Written Assignment due to be handed in next Friday (October 4th):
Regarding Multiple Sclerosis
(or any other autoimmune disease, if you prefer)

Assuming the truth of the basic generalizations written on the course web page, but don't hesitate to use facts that you have learned from other sources. This is an OPEN BOOK assignment; It is OK (and even encouraged) to read books and web pages on the subject. But it should be your own work, not a collaboration with anybody, especially not other members of this class. Please mention in the text of your report whatever ideas you may have gotten from others outside of class.

Please write an at least two page single-spaced report. It can be longer, but be succinct and focused. Who knows, you might actually think of a cure.

HERE IS THE QUESTION YOU SHOULD ANSWER:
What specific further knowledge would be most useful, or likely to be useful, for curing Multiple Sclerosis? And explain your reasoning...

The following is an outline of an example of the kind of subject (Which you could actually use, although it is better to invent your own.)

Many of your essays will be read out loud in class, and discussed by everyone.

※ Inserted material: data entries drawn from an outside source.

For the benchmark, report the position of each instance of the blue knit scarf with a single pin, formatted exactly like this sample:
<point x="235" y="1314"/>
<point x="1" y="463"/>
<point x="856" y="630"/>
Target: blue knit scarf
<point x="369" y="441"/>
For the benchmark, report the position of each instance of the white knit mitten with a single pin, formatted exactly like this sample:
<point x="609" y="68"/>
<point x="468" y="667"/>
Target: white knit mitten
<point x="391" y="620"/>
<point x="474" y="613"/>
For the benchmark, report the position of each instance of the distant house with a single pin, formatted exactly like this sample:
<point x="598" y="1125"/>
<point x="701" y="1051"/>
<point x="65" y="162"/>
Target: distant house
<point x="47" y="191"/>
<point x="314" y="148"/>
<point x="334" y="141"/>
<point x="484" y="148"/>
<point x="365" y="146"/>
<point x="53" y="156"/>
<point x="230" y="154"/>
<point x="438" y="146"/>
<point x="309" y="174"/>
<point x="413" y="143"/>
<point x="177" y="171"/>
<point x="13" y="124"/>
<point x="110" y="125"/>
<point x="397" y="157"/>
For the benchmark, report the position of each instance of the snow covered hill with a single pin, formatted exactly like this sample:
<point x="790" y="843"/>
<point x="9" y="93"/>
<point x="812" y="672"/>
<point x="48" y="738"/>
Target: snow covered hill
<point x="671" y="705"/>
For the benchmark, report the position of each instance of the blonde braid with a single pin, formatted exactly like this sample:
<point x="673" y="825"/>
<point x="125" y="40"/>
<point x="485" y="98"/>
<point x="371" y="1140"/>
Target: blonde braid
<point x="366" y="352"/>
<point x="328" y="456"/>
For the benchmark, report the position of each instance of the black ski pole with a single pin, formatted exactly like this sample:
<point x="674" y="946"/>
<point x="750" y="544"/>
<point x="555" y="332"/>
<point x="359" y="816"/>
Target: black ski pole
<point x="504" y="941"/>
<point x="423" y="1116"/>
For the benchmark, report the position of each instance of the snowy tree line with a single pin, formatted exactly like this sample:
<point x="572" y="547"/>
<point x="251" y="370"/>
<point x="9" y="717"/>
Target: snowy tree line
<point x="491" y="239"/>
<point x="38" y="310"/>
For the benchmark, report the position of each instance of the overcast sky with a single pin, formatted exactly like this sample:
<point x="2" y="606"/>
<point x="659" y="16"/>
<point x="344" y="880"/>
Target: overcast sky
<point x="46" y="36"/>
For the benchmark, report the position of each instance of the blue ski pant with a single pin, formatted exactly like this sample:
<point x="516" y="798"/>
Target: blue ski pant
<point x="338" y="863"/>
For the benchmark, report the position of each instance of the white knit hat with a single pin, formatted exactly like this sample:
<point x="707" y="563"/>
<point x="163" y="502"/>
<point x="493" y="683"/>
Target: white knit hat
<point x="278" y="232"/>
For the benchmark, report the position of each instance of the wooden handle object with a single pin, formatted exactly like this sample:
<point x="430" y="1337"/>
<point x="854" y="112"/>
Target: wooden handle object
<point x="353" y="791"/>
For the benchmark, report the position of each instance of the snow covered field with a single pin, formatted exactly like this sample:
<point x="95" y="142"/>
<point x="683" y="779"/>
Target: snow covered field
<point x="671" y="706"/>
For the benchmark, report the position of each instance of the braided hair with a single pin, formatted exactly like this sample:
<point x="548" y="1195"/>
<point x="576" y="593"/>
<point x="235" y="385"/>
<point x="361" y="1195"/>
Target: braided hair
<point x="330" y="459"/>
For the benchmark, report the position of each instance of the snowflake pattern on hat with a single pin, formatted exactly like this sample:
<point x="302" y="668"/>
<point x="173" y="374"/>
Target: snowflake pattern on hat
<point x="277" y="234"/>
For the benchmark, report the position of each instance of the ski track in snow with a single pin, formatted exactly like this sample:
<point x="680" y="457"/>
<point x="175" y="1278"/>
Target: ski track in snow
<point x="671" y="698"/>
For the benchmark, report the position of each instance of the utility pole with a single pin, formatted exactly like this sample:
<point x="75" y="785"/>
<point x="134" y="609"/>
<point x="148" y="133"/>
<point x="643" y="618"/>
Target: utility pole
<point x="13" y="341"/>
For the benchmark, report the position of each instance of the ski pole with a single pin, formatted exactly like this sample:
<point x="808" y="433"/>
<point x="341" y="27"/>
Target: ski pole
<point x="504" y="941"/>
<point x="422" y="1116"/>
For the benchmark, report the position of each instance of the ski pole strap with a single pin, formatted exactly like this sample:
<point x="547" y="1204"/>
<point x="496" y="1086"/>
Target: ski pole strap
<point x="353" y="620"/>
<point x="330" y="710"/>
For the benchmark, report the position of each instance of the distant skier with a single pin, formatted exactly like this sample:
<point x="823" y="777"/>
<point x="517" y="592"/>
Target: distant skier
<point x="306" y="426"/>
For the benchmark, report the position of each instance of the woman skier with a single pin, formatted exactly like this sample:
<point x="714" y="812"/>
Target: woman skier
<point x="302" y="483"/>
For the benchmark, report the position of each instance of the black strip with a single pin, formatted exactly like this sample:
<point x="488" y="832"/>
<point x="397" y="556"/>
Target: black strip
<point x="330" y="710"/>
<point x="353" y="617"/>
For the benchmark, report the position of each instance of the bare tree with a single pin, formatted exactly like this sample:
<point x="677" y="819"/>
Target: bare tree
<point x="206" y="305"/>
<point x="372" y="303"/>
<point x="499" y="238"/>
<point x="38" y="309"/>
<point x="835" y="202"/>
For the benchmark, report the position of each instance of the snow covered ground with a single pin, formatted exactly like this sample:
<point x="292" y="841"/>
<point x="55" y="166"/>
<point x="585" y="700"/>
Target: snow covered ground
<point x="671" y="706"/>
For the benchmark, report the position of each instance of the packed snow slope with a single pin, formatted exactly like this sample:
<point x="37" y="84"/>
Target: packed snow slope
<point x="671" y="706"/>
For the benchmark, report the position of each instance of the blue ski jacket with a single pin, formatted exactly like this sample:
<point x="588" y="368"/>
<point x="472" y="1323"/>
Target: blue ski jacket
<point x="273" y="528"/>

I would most like to know why early attacks are usually so sudden? And what explains the almost-complete remissions that so often occur ? Furthermore, what allows neural damage and increasing paralysis to strike again, and why more and more closely spaced in time? Is some threshold reached? For example, is this caused by accumulation of anti-myelin T-lymphocytes, which perhaps need to "gang" up locally in order to produce serious damage? As to the spontaneous remissions: do the anti-myelin T-lymphocytes somehow get used up, tired, inhibited, go back to wherever they came from? Maybe the normal tolerance mechanism gets reactivated and catches up to them? Maybe the blood-brain barrier repairs itself, and blocks any more T-lymphocytes from getting into the cerebrospinal fluid, where they are not supposed to be? Maybe these T-lymphocytes re-direct their attacks to other tissues, for a while, where damage is not so apparent to the victim. Try to think of all the possibilities we can think of that might explain spontaneous remissions? For each such possibility, we should be able to invent one or two or three different ways to stimulate remission artificially, and to prolong it indefinitely. That would almost be a cure! I.e. if by some not-too unpleasant treatment the return of the disease could be delayed for 10, 20, 25 years, or more. The irregularly spaced attacks that often occur suggest to me that some process is only barely able to get re-started again. If so, then we need a method to keep the balance tipped away from a recurrence.

And why is the damage concentrated in these centimeter-to half-centimeter diameter blobs you saw on the MRI photographs? For example, did anti-myelin lymphocytes get attracted there, maybe by chemotaxis? Or did a few cells quickly grow up to a large population? Do these form be enlargement from a center, outward? Or from the outer edge inward? Then What happens during the remission? For example, did the anti-myelin T lymphocytes become inactive; or did they die?

What happens at the outer edge of those lesions, that prevents damage from extending farther? DOES THIS STOPPING HAVE THE SAME BASIC CAUSE AS THE REMISSIONS? After all, they are small-scale localized remissions, aren't they? And these lesions will be followed by partial repair, and by a delay of months before another attack occurs at the same location. In that sense, periodic, apparently random small attacks are like a microcosm of the effect of the disease on the whole central nervous system. Perhaps the limited size and duration of individual lesions is temporarily blocked by the same causes at cause spontaneous remission of the disease as a whole. In which case, the same treatments might suppress the sizes and time durations of individual lesions.